Chapter 7. Exploring your data with aggregations

This chapter covers

Metrics aggregations

Single and multi-bucket aggregations

Nesting aggregations

Relations among queries, filters, and aggregations

So far in this book, we’ve concentrated on the use case of indexing and searching: you have many documents and the user wants to find the most relevant matches to some keywords. There are more and more use cases where users aren’t interested in specific results. Instead, they want to get statistics from a set of documents. These statistics might be hot topics for news, revenue trends for different products, the number of unique visitors to your website, and much more.

Aggregations in Elasticsearch solve this problem by loading the documents matching your search and doing all sorts of computations, such as counting the terms of a string field or calculating the average on a numeric field. To look at how aggregations work, we’ll use an example from the get-together site you’ve worked with in previous chapters: a user entering your site may not know what groups to look for. To give the user something to start with, you could make the UI show the most popular tags for existing groups of your get-together site, as illustrated in figure 7.1.

Figure 7.1. Example use case of aggregations: top tags for get-together groups

Those tags would be stored in a separate field of your group documents. The user could then select a tag and filter down to only documents containing that tag. This makes it easier for users to find groups relevant to their interests.

To get such a list of popular tags in Elasticsearch, you’d use aggregations, and in this specific case, you’d use the terms aggregation on the tags field, which counts occurrences of each term in that field and returns the most frequent terms. Many other types of aggregations are also available, and we’ll discuss them later in this chapter. For example, you can use a date_histogram aggregation to show how many events happened in each month of the last year, use the avg aggregation to show you the average number of attendees for each event, or even find out which users have similar taste for events as you do by using the significant_terms aggregation.

What about facets?

If you’ve used Lucene, Solr, or even Elasticsearch for some time, you might have heard about facets.

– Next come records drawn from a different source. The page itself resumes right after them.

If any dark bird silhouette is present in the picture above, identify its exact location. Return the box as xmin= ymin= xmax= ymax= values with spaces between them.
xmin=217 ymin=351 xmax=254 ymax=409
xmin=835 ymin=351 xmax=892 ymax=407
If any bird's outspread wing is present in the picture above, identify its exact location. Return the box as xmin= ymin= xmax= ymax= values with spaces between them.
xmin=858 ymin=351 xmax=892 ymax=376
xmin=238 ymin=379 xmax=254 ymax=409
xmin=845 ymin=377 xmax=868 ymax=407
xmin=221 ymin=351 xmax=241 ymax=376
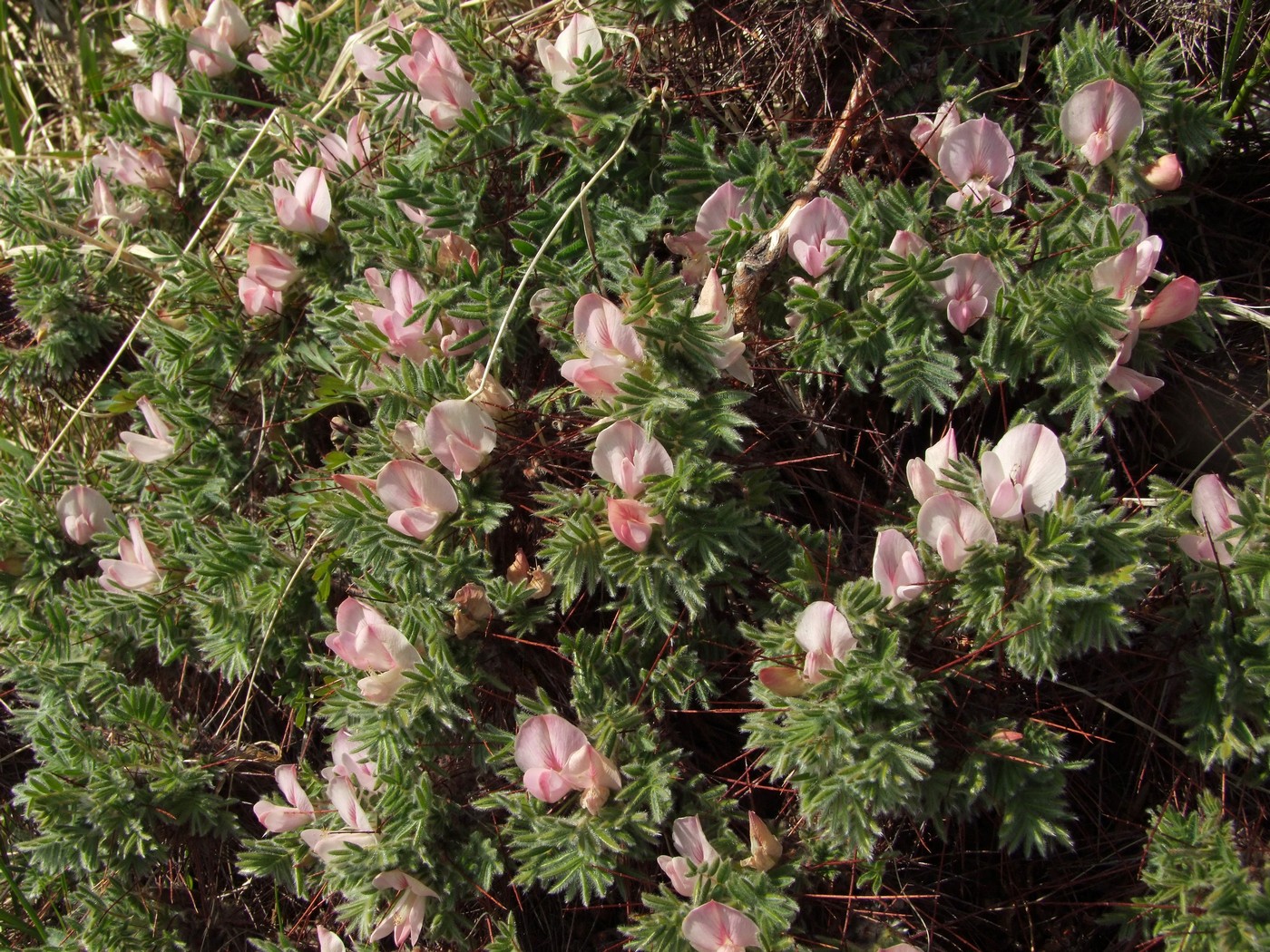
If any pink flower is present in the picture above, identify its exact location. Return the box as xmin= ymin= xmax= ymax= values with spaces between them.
xmin=788 ymin=197 xmax=848 ymax=278
xmin=936 ymin=117 xmax=1015 ymax=212
xmin=657 ymin=816 xmax=718 ymax=896
xmin=239 ymin=270 xmax=282 ymax=317
xmin=515 ymin=714 xmax=622 ymax=815
xmin=905 ymin=426 xmax=958 ymax=504
xmin=54 ymin=486 xmax=114 ymax=546
xmin=539 ymin=13 xmax=604 ymax=92
xmin=1093 ymin=218 xmax=1165 ymax=304
xmin=934 ymin=251 xmax=1006 ymax=334
xmin=1177 ymin=473 xmax=1242 ymax=565
xmin=572 ymin=295 xmax=644 ymax=367
xmin=606 ymin=496 xmax=666 ymax=552
xmin=83 ymin=179 xmax=146 ymax=228
xmin=979 ymin=423 xmax=1067 ymax=521
xmin=327 ymin=597 xmax=423 ymax=705
xmin=874 ymin=529 xmax=926 ymax=608
xmin=794 ymin=602 xmax=860 ymax=685
xmin=591 ymin=420 xmax=674 ymax=499
xmin=666 ymin=181 xmax=749 ymax=285
xmin=908 ymin=101 xmax=962 ymax=168
xmin=368 ymin=869 xmax=441 ymax=948
xmin=93 ymin=139 xmax=177 ymax=191
xmin=375 ymin=460 xmax=458 ymax=539
xmin=1142 ymin=152 xmax=1182 ymax=191
xmin=299 ymin=777 xmax=380 ymax=863
xmin=132 ymin=73 xmax=181 ymax=128
xmin=321 ymin=727 xmax=378 ymax=793
xmin=423 ymin=400 xmax=495 ymax=477
xmin=917 ymin=492 xmax=997 ymax=572
xmin=1138 ymin=278 xmax=1200 ymax=327
xmin=251 ymin=764 xmax=314 ymax=832
xmin=1058 ymin=79 xmax=1142 ymax=165
xmin=682 ymin=900 xmax=763 ymax=952
xmin=203 ymin=0 xmax=251 ymax=47
xmin=98 ymin=518 xmax=162 ymax=594
xmin=692 ymin=267 xmax=755 ymax=384
xmin=120 ymin=397 xmax=177 ymax=463
xmin=273 ymin=166 xmax=330 ymax=235
xmin=187 ymin=26 xmax=238 ymax=77
xmin=397 ymin=26 xmax=476 ymax=131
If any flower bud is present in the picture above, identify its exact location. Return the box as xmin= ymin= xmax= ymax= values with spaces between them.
xmin=1142 ymin=152 xmax=1182 ymax=191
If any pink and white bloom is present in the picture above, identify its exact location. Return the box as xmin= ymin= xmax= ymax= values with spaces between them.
xmin=905 ymin=426 xmax=958 ymax=504
xmin=874 ymin=529 xmax=926 ymax=608
xmin=327 ymin=597 xmax=423 ymax=705
xmin=203 ymin=0 xmax=251 ymax=48
xmin=560 ymin=295 xmax=644 ymax=400
xmin=1177 ymin=473 xmax=1241 ymax=565
xmin=1058 ymin=79 xmax=1142 ymax=165
xmin=794 ymin=602 xmax=860 ymax=685
xmin=934 ymin=254 xmax=1006 ymax=334
xmin=908 ymin=99 xmax=962 ymax=168
xmin=657 ymin=816 xmax=718 ymax=896
xmin=375 ymin=460 xmax=458 ymax=539
xmin=120 ymin=397 xmax=177 ymax=463
xmin=1142 ymin=152 xmax=1182 ymax=191
xmin=368 ymin=869 xmax=441 ymax=948
xmin=591 ymin=420 xmax=674 ymax=499
xmin=93 ymin=139 xmax=177 ymax=191
xmin=692 ymin=267 xmax=755 ymax=384
xmin=423 ymin=400 xmax=495 ymax=479
xmin=788 ymin=197 xmax=848 ymax=278
xmin=185 ymin=26 xmax=238 ymax=79
xmin=539 ymin=13 xmax=604 ymax=92
xmin=979 ymin=423 xmax=1067 ymax=521
xmin=606 ymin=496 xmax=666 ymax=552
xmin=515 ymin=714 xmax=622 ymax=815
xmin=680 ymin=900 xmax=763 ymax=952
xmin=1138 ymin=277 xmax=1200 ymax=327
xmin=318 ymin=111 xmax=371 ymax=180
xmin=251 ymin=764 xmax=314 ymax=832
xmin=98 ymin=518 xmax=162 ymax=594
xmin=321 ymin=727 xmax=378 ymax=793
xmin=666 ymin=181 xmax=749 ymax=285
xmin=247 ymin=241 xmax=299 ymax=292
xmin=397 ymin=26 xmax=476 ymax=131
xmin=917 ymin=492 xmax=997 ymax=572
xmin=299 ymin=777 xmax=380 ymax=863
xmin=239 ymin=270 xmax=282 ymax=317
xmin=82 ymin=178 xmax=146 ymax=228
xmin=54 ymin=486 xmax=114 ymax=546
xmin=273 ymin=166 xmax=330 ymax=235
xmin=936 ymin=118 xmax=1015 ymax=212
xmin=132 ymin=73 xmax=181 ymax=128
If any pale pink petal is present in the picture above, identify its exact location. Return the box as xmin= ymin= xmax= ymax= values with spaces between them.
xmin=423 ymin=400 xmax=495 ymax=476
xmin=873 ymin=529 xmax=926 ymax=608
xmin=607 ymin=496 xmax=666 ymax=552
xmin=788 ymin=197 xmax=848 ymax=278
xmin=1060 ymin=79 xmax=1142 ymax=165
xmin=682 ymin=900 xmax=762 ymax=952
xmin=1139 ymin=277 xmax=1200 ymax=327
xmin=54 ymin=486 xmax=113 ymax=546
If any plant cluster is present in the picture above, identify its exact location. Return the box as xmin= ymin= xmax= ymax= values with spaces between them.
xmin=0 ymin=0 xmax=1270 ymax=952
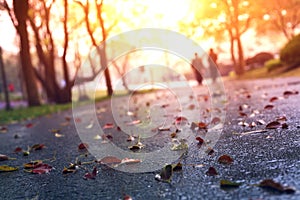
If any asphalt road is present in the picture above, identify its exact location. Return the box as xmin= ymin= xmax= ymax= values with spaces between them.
xmin=0 ymin=78 xmax=300 ymax=199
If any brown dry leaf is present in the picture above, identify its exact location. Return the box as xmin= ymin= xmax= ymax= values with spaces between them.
xmin=0 ymin=126 xmax=8 ymax=133
xmin=102 ymin=123 xmax=114 ymax=130
xmin=121 ymin=158 xmax=142 ymax=164
xmin=205 ymin=167 xmax=218 ymax=176
xmin=264 ymin=104 xmax=274 ymax=110
xmin=276 ymin=116 xmax=287 ymax=122
xmin=98 ymin=156 xmax=122 ymax=165
xmin=0 ymin=165 xmax=19 ymax=172
xmin=258 ymin=179 xmax=296 ymax=194
xmin=218 ymin=154 xmax=233 ymax=164
xmin=126 ymin=119 xmax=141 ymax=126
xmin=266 ymin=121 xmax=281 ymax=129
xmin=269 ymin=97 xmax=278 ymax=103
xmin=210 ymin=117 xmax=221 ymax=124
xmin=196 ymin=136 xmax=204 ymax=145
xmin=239 ymin=112 xmax=247 ymax=117
xmin=0 ymin=154 xmax=9 ymax=161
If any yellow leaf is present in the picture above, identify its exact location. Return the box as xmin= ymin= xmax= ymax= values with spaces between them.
xmin=0 ymin=165 xmax=19 ymax=172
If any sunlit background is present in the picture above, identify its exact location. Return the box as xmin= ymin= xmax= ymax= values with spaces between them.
xmin=0 ymin=0 xmax=300 ymax=104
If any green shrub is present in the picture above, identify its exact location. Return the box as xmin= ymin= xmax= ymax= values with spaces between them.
xmin=265 ymin=59 xmax=283 ymax=72
xmin=280 ymin=34 xmax=300 ymax=65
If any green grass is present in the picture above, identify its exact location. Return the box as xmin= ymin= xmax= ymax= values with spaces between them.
xmin=0 ymin=89 xmax=155 ymax=125
xmin=0 ymin=103 xmax=72 ymax=125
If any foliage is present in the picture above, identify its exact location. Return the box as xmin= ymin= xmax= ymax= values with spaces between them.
xmin=265 ymin=59 xmax=283 ymax=72
xmin=0 ymin=104 xmax=72 ymax=124
xmin=280 ymin=34 xmax=300 ymax=65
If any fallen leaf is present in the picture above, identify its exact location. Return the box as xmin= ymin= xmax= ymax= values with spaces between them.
xmin=172 ymin=162 xmax=182 ymax=172
xmin=102 ymin=123 xmax=114 ymax=130
xmin=205 ymin=147 xmax=215 ymax=156
xmin=264 ymin=105 xmax=274 ymax=110
xmin=23 ymin=160 xmax=43 ymax=169
xmin=210 ymin=117 xmax=221 ymax=124
xmin=281 ymin=123 xmax=289 ymax=129
xmin=98 ymin=156 xmax=122 ymax=165
xmin=0 ymin=154 xmax=9 ymax=161
xmin=218 ymin=154 xmax=233 ymax=164
xmin=158 ymin=126 xmax=171 ymax=131
xmin=25 ymin=123 xmax=33 ymax=128
xmin=121 ymin=158 xmax=142 ymax=164
xmin=155 ymin=165 xmax=173 ymax=183
xmin=29 ymin=163 xmax=52 ymax=174
xmin=283 ymin=91 xmax=298 ymax=98
xmin=205 ymin=167 xmax=218 ymax=176
xmin=0 ymin=165 xmax=19 ymax=172
xmin=0 ymin=126 xmax=8 ymax=133
xmin=196 ymin=136 xmax=204 ymax=145
xmin=258 ymin=179 xmax=296 ymax=194
xmin=239 ymin=112 xmax=247 ymax=117
xmin=171 ymin=139 xmax=189 ymax=151
xmin=54 ymin=133 xmax=64 ymax=138
xmin=78 ymin=143 xmax=89 ymax=150
xmin=276 ymin=116 xmax=287 ymax=122
xmin=269 ymin=97 xmax=278 ymax=103
xmin=175 ymin=116 xmax=188 ymax=124
xmin=85 ymin=121 xmax=94 ymax=129
xmin=14 ymin=147 xmax=22 ymax=153
xmin=170 ymin=132 xmax=177 ymax=138
xmin=30 ymin=144 xmax=45 ymax=151
xmin=257 ymin=119 xmax=266 ymax=125
xmin=123 ymin=194 xmax=132 ymax=200
xmin=83 ymin=167 xmax=98 ymax=180
xmin=266 ymin=121 xmax=281 ymax=129
xmin=126 ymin=119 xmax=141 ymax=126
xmin=220 ymin=180 xmax=242 ymax=188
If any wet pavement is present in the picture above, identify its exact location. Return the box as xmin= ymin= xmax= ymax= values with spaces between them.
xmin=0 ymin=78 xmax=300 ymax=199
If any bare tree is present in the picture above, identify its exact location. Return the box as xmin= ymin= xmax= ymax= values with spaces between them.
xmin=2 ymin=0 xmax=40 ymax=106
xmin=76 ymin=0 xmax=117 ymax=96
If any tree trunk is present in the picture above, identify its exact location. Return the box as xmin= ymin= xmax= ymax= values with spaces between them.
xmin=0 ymin=47 xmax=12 ymax=111
xmin=13 ymin=0 xmax=40 ymax=106
xmin=236 ymin=36 xmax=245 ymax=75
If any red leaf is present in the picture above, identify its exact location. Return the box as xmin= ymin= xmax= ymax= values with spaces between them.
xmin=264 ymin=105 xmax=274 ymax=110
xmin=205 ymin=167 xmax=218 ymax=176
xmin=25 ymin=123 xmax=33 ymax=128
xmin=218 ymin=154 xmax=233 ymax=164
xmin=0 ymin=154 xmax=8 ymax=161
xmin=239 ymin=112 xmax=247 ymax=117
xmin=83 ymin=167 xmax=97 ymax=179
xmin=0 ymin=126 xmax=8 ymax=133
xmin=121 ymin=158 xmax=141 ymax=164
xmin=78 ymin=143 xmax=89 ymax=150
xmin=266 ymin=121 xmax=281 ymax=129
xmin=103 ymin=123 xmax=114 ymax=129
xmin=123 ymin=194 xmax=132 ymax=200
xmin=99 ymin=156 xmax=122 ymax=165
xmin=269 ymin=97 xmax=278 ymax=103
xmin=196 ymin=137 xmax=204 ymax=145
xmin=14 ymin=147 xmax=22 ymax=153
xmin=127 ymin=119 xmax=141 ymax=126
xmin=31 ymin=163 xmax=52 ymax=174
xmin=210 ymin=117 xmax=221 ymax=124
xmin=276 ymin=116 xmax=287 ymax=122
xmin=30 ymin=144 xmax=45 ymax=150
xmin=175 ymin=116 xmax=188 ymax=124
xmin=283 ymin=91 xmax=298 ymax=98
xmin=281 ymin=123 xmax=289 ymax=129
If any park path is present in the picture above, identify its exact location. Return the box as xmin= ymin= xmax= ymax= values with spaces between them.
xmin=0 ymin=78 xmax=300 ymax=199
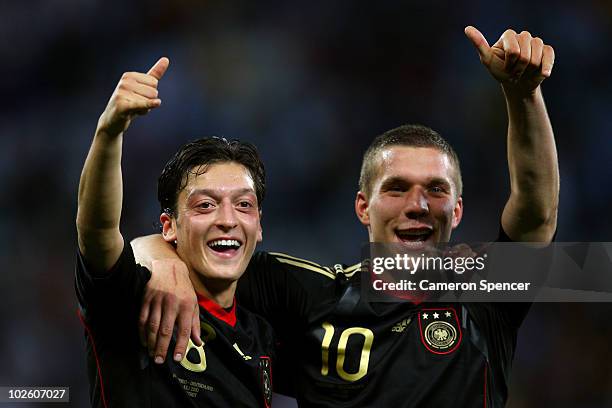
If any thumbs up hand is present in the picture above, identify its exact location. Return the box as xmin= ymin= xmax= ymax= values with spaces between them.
xmin=97 ymin=57 xmax=170 ymax=136
xmin=465 ymin=26 xmax=555 ymax=94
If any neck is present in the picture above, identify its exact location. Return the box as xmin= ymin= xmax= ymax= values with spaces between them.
xmin=189 ymin=271 xmax=237 ymax=308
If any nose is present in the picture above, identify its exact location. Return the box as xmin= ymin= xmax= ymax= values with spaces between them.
xmin=215 ymin=203 xmax=238 ymax=231
xmin=404 ymin=188 xmax=429 ymax=218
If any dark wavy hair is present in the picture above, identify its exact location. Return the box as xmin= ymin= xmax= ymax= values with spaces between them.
xmin=157 ymin=136 xmax=266 ymax=216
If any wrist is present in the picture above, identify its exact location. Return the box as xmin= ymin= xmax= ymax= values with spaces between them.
xmin=501 ymin=82 xmax=542 ymax=102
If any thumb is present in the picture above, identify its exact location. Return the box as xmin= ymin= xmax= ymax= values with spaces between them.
xmin=147 ymin=57 xmax=170 ymax=81
xmin=463 ymin=26 xmax=491 ymax=61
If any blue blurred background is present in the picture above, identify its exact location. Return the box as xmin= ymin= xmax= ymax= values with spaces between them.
xmin=0 ymin=0 xmax=612 ymax=407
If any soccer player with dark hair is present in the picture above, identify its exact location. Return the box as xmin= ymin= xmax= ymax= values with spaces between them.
xmin=76 ymin=58 xmax=274 ymax=408
xmin=135 ymin=27 xmax=559 ymax=407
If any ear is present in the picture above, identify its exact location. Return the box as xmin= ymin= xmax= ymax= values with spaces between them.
xmin=159 ymin=212 xmax=176 ymax=242
xmin=453 ymin=197 xmax=463 ymax=229
xmin=355 ymin=191 xmax=370 ymax=227
xmin=257 ymin=210 xmax=263 ymax=242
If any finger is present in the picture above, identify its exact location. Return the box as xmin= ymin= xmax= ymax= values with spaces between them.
xmin=121 ymin=72 xmax=159 ymax=88
xmin=138 ymin=296 xmax=151 ymax=347
xmin=147 ymin=57 xmax=170 ymax=81
xmin=463 ymin=26 xmax=491 ymax=62
xmin=114 ymin=91 xmax=161 ymax=114
xmin=191 ymin=303 xmax=203 ymax=347
xmin=542 ymin=45 xmax=555 ymax=78
xmin=146 ymin=299 xmax=161 ymax=357
xmin=130 ymin=82 xmax=159 ymax=99
xmin=155 ymin=297 xmax=178 ymax=364
xmin=173 ymin=304 xmax=193 ymax=362
xmin=525 ymin=37 xmax=544 ymax=72
xmin=499 ymin=30 xmax=521 ymax=72
xmin=512 ymin=31 xmax=531 ymax=78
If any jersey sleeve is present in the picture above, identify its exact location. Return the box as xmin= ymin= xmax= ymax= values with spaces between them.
xmin=75 ymin=244 xmax=151 ymax=324
xmin=236 ymin=252 xmax=318 ymax=330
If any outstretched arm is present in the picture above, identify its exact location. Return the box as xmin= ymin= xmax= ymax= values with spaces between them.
xmin=131 ymin=234 xmax=202 ymax=363
xmin=77 ymin=58 xmax=169 ymax=272
xmin=465 ymin=26 xmax=559 ymax=242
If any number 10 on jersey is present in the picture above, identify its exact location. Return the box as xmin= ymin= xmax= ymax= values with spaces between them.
xmin=321 ymin=322 xmax=374 ymax=382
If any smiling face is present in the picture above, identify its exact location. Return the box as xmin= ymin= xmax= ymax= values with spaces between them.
xmin=355 ymin=145 xmax=463 ymax=248
xmin=160 ymin=162 xmax=262 ymax=293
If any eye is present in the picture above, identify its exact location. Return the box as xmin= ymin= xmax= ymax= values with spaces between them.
xmin=429 ymin=186 xmax=446 ymax=194
xmin=238 ymin=201 xmax=253 ymax=208
xmin=196 ymin=201 xmax=214 ymax=210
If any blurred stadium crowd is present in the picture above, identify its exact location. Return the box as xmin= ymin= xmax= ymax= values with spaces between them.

Facets are similar to aggregations, because they also load the documents matching your query and perform computations in order to return statistics. Facets are still supported in versions 1.x but are deprecated and will be removed in version 2.0.

The main difference between aggregations and facets is that you can’t nest multiple types of facets in Elasticsearch, which limits the possibilities for exploring your data. For example, if you had a blogging site, you could use the terms facet to find out the hot topics this year, or you could use the date histogram facet to find out how many articles are posted each day, but you couldn’t find the number of posts per day, separately for each topic (at least not in one request). You’d be able to do that if you could nest the date histogram facet under the terms facet.

Aggregations were born to remove this limit and allow you to get deeper insights from your documents. For example, if you store your online shop logs in Elasticsearch, you can use aggregations to find not only the best-selling products but also the best-selling products in each country, the trends for each product in each country, and so on.

In this chapter, we’ll first discuss the common traits of all aggregations: how you run them and how they relate to the queries and filters you learned in previous chapters. Then we’ll dive into the particularities of each type of aggregation, and in the end, we’ll show you how to combine different aggregation types.

Aggregations are divided in two main categories: metrics and bucket. Metrics aggregations refer to the statistical analysis of a group of documents, resulting in metrics such as the minimum value, maximum value, standard deviation, and much more. For example, you can get the average price of items from an online shop or the number of unique users logging on to it.

Bucket aggregations divide matching documents into one or more containers (buckets) and then give you the number of documents in each bucket. The terms aggregation, which would give you the most popular tags in figure 7.1, makes a bucket of documents for each tag and gives you the document count for each bucket.

Within a bucket aggregation, you can nest other aggregations, making the sub-aggregation run on each bucket of documents generated by the top-level aggregation. You can see an example in figure 7.2.

Figure 7.2. The terms bucket aggregation allows you to nest other aggregations within it.

Looking at the figure from the top down, you can see that if you’re using the terms aggregation to get the most popular group tags, you can also get the average number of members for groups matching each tag. You could also ask Elasticsearch to give you, per tag, the number of groups created per year.

As you may imagine, you can combine many types of aggregations in many ways. To get a better view of the available options, we’ll go through metrics and bucket aggregations and then discuss how you can combine them. But first, let’s see what’s common for all types of aggregations: how to write them and how they relate to your queries.